IN NOME DEL POPOLO ITALIANO

LA CORTE SUPREMA DI CASSAZIONE

SEZIONE LAVORO

Composta dagli Ill.mi Sigg.ri Magistrati:

Dott. ROSELLI Federico - Presidente

Dott. AMOROSO Giovanni - rel. Consigliere

Dott. BANDINI Gianfranco - Consigliere

Dott. MANCINO Rossana - Consigliere

Dott. TRICOMI Irene - Consigliere

ha pronunciato la seguente:

sentenza

 

sul ricorso proposto da: D.R.B., elettivamente domiciliato in ROMA, VIA COLA DI RIENZO 111, presso lo studio dell'avvocato D'AMATO DOMENICO, che lo rappresenta e difende unitamente all'avvocato MAZZONI GIANLUIGI, giusta delega in atti;
- ricorrente -

contro UNICREDITO ITALIANO S.P.A. (in qualità e veste di BANCA INCORPORANTE LA CASSA RISPARMIO CARPI S.P.A.), in persona del legale rappresentante pro tempore, elettivamente domiciliata in ROMA, VIA VINCENZO TANGORRA 12, presso lo studio dell'avvocato STUDIO FORMARO CATRICALA', rappresentato e difeso dagli avvocati PINI ELISEO, FORMARO ANTONIO, giusta delega in atti;

- controricorrente -

 

avverso la sentenza n. 141/2005 della CORTE D'APPELLO di BOLOGNA, depositata il 05/09/2006, R.G.N. 873/02;
udita la relazione della causa svolta nella pubblica udienza del 16/12/2010 dal Consigliere Dott. GIOVANNI AMOROSO;
udito l'Avvocato MAZZONI GIANLUIGI;
udito il P.M. in persona del Sostituto Procuratore Generale Dott. APICE Umberto, che ha concluso per il rigetto del ricorso.

 

Fatto

 

 

1. Con ricorso depositato il 24 febbraio 2000, D.R.B. conveniva, dinanzi al Tribunale di Modena, la Cassa di risparmio di Carpi s.p.a. (CRC) ed esponeva: che, nel periodo compreso tra aprile 1995 e giugno 1996, si erano verificati all'interno della Cassa di risparmio di Carpi quattro episodi di ammanco riconducibili a una o più persone che, tenuto conto della dinamica delle sottrazioni, avrebbero dovuto essere ricercate fra coloro che funzionalmente maneggiavano denaro o avevano accesso al caveau; di avere avuto attribuita, del tutto ingiustificatamente, una responsabilità concorsuale nella commissione dei fatti predetti per i quali era stato sottoposto a procedimento penale; di avere subito, sul luogo di lavoro, una serie di offese ai propri diritti consistenti in intimidazioni, aggressioni psicologiche, isolamento morale e sociale, atteggiamenti di grave ostilità e reiezione da parte di superiori e colleghi; di essere caduto, per queste ragioni, in un gravissimo e profondo stato di depressione reattiva con postumi ancora permanenti;
che, dopo nove mesi di indagini, era stato completamente scagionato con provvedimento di archiviazione del 3 luglio 1997 in accoglimento della richiesta del Pubblico Ministero.
Tanto premesso chiedeva, previo accertamento della colpa grave per le accuse ingiustamente formulate contro di lui, condannarsi la convenuta CRC a risarcimento dei danni tutti - patrimoniale, biologico e morale -complessivamente quantificati in un ammontare non inferiore a L. 500.000.000.

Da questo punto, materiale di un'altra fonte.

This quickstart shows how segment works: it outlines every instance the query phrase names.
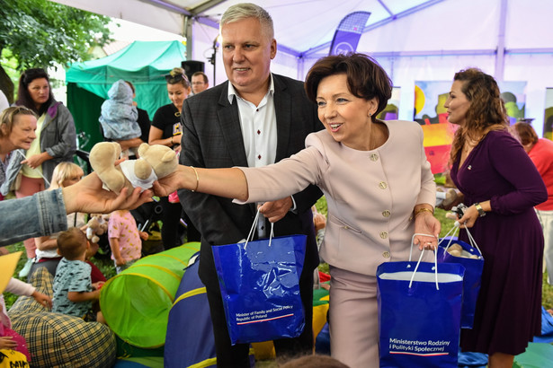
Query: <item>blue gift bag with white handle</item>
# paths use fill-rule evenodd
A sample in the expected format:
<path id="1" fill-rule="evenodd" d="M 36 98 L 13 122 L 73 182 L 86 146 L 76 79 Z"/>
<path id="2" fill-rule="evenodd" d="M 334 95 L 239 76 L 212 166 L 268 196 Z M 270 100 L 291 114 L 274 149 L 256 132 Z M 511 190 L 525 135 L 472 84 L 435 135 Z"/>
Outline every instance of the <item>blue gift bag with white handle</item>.
<path id="1" fill-rule="evenodd" d="M 211 247 L 232 345 L 303 331 L 299 275 L 307 236 L 271 232 L 269 239 Z"/>
<path id="2" fill-rule="evenodd" d="M 420 259 L 379 266 L 380 368 L 457 367 L 464 273 Z"/>
<path id="3" fill-rule="evenodd" d="M 448 232 L 448 234 L 452 230 L 459 229 L 459 223 L 455 223 L 455 226 Z M 461 306 L 461 329 L 472 329 L 474 323 L 474 313 L 477 307 L 477 300 L 480 292 L 480 279 L 482 278 L 482 269 L 484 268 L 484 257 L 477 245 L 474 238 L 465 229 L 468 235 L 470 244 L 461 241 L 453 237 L 445 237 L 440 240 L 438 243 L 438 263 L 459 263 L 465 267 L 465 277 L 463 278 L 463 303 Z M 456 234 L 456 231 L 453 235 Z M 458 253 L 454 253 L 450 250 L 455 247 L 460 247 L 461 250 Z"/>

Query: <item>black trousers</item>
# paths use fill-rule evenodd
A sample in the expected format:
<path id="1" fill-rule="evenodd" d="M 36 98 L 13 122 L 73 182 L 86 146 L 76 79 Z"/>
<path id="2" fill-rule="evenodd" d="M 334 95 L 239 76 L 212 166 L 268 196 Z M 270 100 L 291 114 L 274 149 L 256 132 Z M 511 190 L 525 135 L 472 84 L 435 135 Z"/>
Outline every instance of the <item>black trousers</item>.
<path id="1" fill-rule="evenodd" d="M 159 203 L 163 206 L 161 221 L 161 239 L 164 242 L 164 248 L 170 250 L 171 248 L 182 245 L 181 236 L 184 229 L 181 226 L 181 212 L 183 206 L 180 203 L 171 203 L 166 197 L 162 197 Z"/>
<path id="2" fill-rule="evenodd" d="M 309 268 L 304 267 L 299 277 L 299 294 L 306 316 L 304 330 L 298 337 L 274 340 L 277 356 L 293 357 L 313 353 L 313 269 Z M 206 294 L 213 324 L 217 366 L 249 368 L 249 344 L 230 345 L 220 289 L 206 285 Z"/>

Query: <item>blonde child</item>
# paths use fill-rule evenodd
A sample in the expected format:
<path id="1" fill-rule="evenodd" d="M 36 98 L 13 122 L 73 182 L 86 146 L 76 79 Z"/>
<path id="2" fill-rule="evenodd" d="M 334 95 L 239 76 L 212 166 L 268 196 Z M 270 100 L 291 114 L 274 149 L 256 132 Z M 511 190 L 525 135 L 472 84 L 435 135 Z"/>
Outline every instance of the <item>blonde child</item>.
<path id="1" fill-rule="evenodd" d="M 78 182 L 83 175 L 85 175 L 85 172 L 83 172 L 83 169 L 78 165 L 73 162 L 60 162 L 54 169 L 52 182 L 49 190 L 69 187 Z M 67 215 L 67 227 L 75 226 L 84 230 L 85 224 L 85 214 L 73 213 Z M 46 267 L 52 276 L 56 276 L 56 268 L 61 260 L 61 257 L 58 254 L 58 235 L 56 233 L 50 236 L 34 238 L 34 242 L 37 246 L 36 258 L 33 259 L 33 263 L 29 270 L 27 281 L 40 267 Z"/>
<path id="2" fill-rule="evenodd" d="M 128 210 L 112 212 L 108 223 L 108 238 L 111 249 L 111 259 L 117 273 L 129 268 L 140 258 L 142 240 L 148 234 L 137 228 L 137 222 Z"/>
<path id="3" fill-rule="evenodd" d="M 91 267 L 85 259 L 88 240 L 80 229 L 71 227 L 58 236 L 58 252 L 63 258 L 54 277 L 52 311 L 102 320 L 101 312 L 92 313 L 93 302 L 100 299 L 100 284 L 93 284 Z"/>

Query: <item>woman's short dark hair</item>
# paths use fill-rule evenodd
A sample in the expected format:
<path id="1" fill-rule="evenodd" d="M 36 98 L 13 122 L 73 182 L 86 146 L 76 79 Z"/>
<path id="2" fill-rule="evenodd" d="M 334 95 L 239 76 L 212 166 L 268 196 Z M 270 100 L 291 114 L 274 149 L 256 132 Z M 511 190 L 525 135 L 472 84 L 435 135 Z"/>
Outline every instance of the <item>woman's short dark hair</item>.
<path id="1" fill-rule="evenodd" d="M 48 101 L 40 106 L 40 110 L 37 110 L 35 102 L 31 98 L 31 94 L 29 93 L 29 84 L 34 81 L 35 79 L 45 78 L 48 82 L 48 85 L 49 87 Z M 54 94 L 52 93 L 52 86 L 50 85 L 50 78 L 48 75 L 48 73 L 41 67 L 33 67 L 31 69 L 27 69 L 23 72 L 22 74 L 19 77 L 19 89 L 17 91 L 17 101 L 15 104 L 18 106 L 24 106 L 28 109 L 31 109 L 37 115 L 42 115 L 51 104 L 54 100 Z"/>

La banca convenuta si costituiva, deducendo che l'esposto-denuncia, da essa presentato il 2 settembre 1996 al Procuratore della Repubblica di Modena a seguito degli ammanchi verificatisi nel periodo (OMISSIS), non conteneva alcun sospetto di compartecipazione del lavoratore ricorrente il cui nome era stato indicato solo in relazione ai comportamenti di altro cassiere, il quale si sarebbe servito della cassetta di sicurezza intestata formalmente allo stesso ricorrente; che nè i superiori nè i colleghi avevano additato il ricorrente come autore dell'ammanco; che il D.R., assunto quale invalido civile ex L. n. 482 del 1968, in quanto affetto da "nevrosi ansioso-depressiva", era sempre stato aiutato e sostenuto dai colleghi nonostante i rapporti non fossero mai stati facili nè improntati a una serena collaborazione; che la malattia, dalla quale egli era affetto, era conseguente al fallimento dell'azienda artigianale nel settore della maglieria della quale il D.R. era titolare, fallimento che gli aveva cagionato gravi problemi economici e familiari.

Concludeva, pertanto, per i rigetto del ricorso, con condanna del ricorrente al risarcimento del danno ex art. 96 c.p.c..


Con sentenza n. 279 del 19 giugno 2002, il Tribunale adito di Modena respingeva il ricorso, fondando la propria statuizione sui seguenti rilievi: a) che nell'esposto non vi era una espressa indicazione di possibile responsabilità a carico del D.R., atteso che il suo nome era indicato solo incidentalmente in quanto titolare "formalmente" di una cassetta di sicurezza di cui si sarebbe servito un altro dipendente sul quale invece si erano incentrati i sospetti della Banca; b) che non erano risultati provati i denunciati comportamenti vessatori e di minaccia e, dunque, non era con figurabile la responsabilità extracontrattuale della Banca ex art. 2043 c.c. neanche per condotta dei dipendenti ex art. 2049 c.c.; c) che la Banca non aveva provato i presupposti per la condanna del D. R. alla rifusione delle spese per lite temeraria ex art. 96 c.p.c. non essendo risultati provati nè l'elemento soggettivo nè quello oggettivo dell'illecito.


2. Avverso la sentenza, proponeva appello D.R.B., deducendo tre motivi, per resistere ai quali si costituiva la Cassa di Risparmio di Carpi spa. Con sentenza del 10 febbraio 2005 - 2 settembre 2006, la Corte d'appello di Bologna rigettava l'appello compensando le spese di lite.

3. Avverso questa pronuncia ricorre per cassazione l'originario ricorrente con cinque motivi illustrati anche con successiva memoria.

 

Resiste con controricorso la parte intimata.

 

 

Diritto

 

1. Il ricorso è articolato in cinque motivi.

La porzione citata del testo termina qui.